Why We Fight.
In the time line of the fighter's life, the last month before a fight should be monastic in spirit. To make sure he's walking into a cage prepared for a life-or-death affair, the fighter has to lock himself away and make an enemy of the world and anything that is not in him. Traditionally, boxers will disappear from their city homes to upstate rural campsites, finding solace in the boredom and disorientation of the natural world, better to focus their minds and immerse themselves in the long runs and bruising sparring sessions and the thousand and one acts of self-denial that will build up the necessary defenses around them. One reporter writing in the early 1960s described thenheavyweight champion Floyd Patterson's run-down camp in rural Connecticut as "an abandoned road house." While training there Patterson refused to see his wife and children.

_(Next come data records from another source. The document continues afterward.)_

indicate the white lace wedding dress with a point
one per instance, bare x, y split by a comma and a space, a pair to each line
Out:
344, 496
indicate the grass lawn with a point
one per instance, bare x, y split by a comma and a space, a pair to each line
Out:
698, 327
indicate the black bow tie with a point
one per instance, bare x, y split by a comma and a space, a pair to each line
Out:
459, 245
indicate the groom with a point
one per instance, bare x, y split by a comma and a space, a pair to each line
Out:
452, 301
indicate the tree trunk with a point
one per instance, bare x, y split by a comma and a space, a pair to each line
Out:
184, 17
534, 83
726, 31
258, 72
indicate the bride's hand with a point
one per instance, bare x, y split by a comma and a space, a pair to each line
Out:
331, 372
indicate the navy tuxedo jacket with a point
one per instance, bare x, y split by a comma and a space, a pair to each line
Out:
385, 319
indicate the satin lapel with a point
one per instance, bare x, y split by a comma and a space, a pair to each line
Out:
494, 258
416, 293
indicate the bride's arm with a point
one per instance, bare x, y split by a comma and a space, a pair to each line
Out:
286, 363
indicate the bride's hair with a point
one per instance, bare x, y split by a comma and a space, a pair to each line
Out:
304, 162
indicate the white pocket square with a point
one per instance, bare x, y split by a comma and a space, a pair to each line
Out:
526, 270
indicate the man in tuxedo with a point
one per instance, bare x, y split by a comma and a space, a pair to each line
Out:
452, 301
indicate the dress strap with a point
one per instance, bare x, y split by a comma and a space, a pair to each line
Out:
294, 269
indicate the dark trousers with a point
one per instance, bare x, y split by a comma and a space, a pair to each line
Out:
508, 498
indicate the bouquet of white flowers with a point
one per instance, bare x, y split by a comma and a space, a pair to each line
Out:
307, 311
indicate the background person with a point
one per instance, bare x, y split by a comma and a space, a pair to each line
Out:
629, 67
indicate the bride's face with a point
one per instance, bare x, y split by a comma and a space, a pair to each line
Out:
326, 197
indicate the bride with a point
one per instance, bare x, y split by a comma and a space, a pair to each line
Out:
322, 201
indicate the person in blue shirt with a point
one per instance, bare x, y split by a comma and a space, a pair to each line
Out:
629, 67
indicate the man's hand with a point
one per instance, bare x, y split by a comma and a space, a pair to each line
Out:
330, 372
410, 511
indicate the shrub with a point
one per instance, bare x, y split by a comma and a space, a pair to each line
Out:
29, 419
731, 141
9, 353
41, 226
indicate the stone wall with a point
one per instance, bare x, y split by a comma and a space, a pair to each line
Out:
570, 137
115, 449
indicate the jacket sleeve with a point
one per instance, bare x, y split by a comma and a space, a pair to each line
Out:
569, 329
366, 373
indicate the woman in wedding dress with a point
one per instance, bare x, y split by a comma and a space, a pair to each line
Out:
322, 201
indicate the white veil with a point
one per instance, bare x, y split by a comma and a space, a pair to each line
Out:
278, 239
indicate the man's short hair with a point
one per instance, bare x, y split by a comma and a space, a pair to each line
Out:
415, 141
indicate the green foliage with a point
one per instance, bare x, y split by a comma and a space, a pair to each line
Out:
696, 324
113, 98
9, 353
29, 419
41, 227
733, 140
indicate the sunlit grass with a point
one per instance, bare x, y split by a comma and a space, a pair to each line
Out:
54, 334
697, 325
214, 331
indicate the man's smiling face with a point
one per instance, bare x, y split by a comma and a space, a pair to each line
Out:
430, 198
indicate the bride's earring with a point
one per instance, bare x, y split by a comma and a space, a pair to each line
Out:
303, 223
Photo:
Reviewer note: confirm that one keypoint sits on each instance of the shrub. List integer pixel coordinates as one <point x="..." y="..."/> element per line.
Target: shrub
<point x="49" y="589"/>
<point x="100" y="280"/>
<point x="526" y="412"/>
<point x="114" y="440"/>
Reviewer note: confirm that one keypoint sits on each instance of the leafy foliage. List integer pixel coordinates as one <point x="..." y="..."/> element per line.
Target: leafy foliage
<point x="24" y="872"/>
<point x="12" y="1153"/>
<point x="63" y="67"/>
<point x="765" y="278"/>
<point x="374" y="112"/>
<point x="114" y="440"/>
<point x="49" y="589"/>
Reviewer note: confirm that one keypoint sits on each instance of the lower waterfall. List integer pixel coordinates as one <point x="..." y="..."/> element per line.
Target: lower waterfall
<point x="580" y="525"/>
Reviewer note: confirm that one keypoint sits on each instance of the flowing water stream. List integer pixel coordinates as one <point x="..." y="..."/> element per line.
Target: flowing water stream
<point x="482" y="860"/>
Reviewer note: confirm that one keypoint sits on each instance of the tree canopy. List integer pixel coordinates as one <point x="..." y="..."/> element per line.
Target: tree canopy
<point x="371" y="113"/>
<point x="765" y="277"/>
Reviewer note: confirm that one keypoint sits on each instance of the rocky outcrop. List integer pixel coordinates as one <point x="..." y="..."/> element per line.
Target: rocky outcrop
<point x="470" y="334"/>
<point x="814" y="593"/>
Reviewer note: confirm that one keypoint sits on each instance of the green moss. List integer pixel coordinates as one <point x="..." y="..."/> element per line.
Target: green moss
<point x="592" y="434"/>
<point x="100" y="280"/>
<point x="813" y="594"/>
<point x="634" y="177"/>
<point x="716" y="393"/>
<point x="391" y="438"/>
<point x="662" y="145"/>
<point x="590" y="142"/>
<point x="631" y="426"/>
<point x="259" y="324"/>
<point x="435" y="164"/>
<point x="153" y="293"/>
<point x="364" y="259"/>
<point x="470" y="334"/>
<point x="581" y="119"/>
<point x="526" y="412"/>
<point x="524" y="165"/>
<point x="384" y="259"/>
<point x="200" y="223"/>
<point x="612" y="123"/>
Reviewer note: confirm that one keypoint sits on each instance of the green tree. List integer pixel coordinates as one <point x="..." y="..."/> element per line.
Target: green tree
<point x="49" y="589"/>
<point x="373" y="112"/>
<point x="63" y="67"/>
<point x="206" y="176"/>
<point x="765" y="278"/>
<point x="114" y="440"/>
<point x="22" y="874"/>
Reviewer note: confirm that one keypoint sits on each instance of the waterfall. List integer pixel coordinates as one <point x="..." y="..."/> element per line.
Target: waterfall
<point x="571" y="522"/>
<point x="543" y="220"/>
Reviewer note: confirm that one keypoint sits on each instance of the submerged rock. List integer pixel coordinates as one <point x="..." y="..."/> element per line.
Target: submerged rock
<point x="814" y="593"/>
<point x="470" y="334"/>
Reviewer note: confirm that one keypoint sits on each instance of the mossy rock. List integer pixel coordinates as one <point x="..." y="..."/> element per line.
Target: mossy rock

Mixed martial artists, too, will go into a shell of self-obsession, not dissimilar from that entered by astronauts who fear falling ill before a mission. Their lives become focused entirely on their gym and their diet and their weight and their routine and their health. Jobs and domestic duties are ignored, friendships and romances cast aside, politics and pressures temporarily forgotten. Fighters come to believe their fight is the entire world. This is an ugly necessity. Without that kind of solipsism and single-minded devotion they'd be putting themselves into a suicidal position. A sense of perspective and proportion would be death to them. The best comparison is a Benedictine laboring away in a monastery. Monks fearful for the state of their souls absent themselves from the world to think on God. Fighters fearful for the state of their bodies absent themselves from the world to think on themselves: my technique, my pain, my struggle, my desire, my victory, my loss. It's a religion of the self.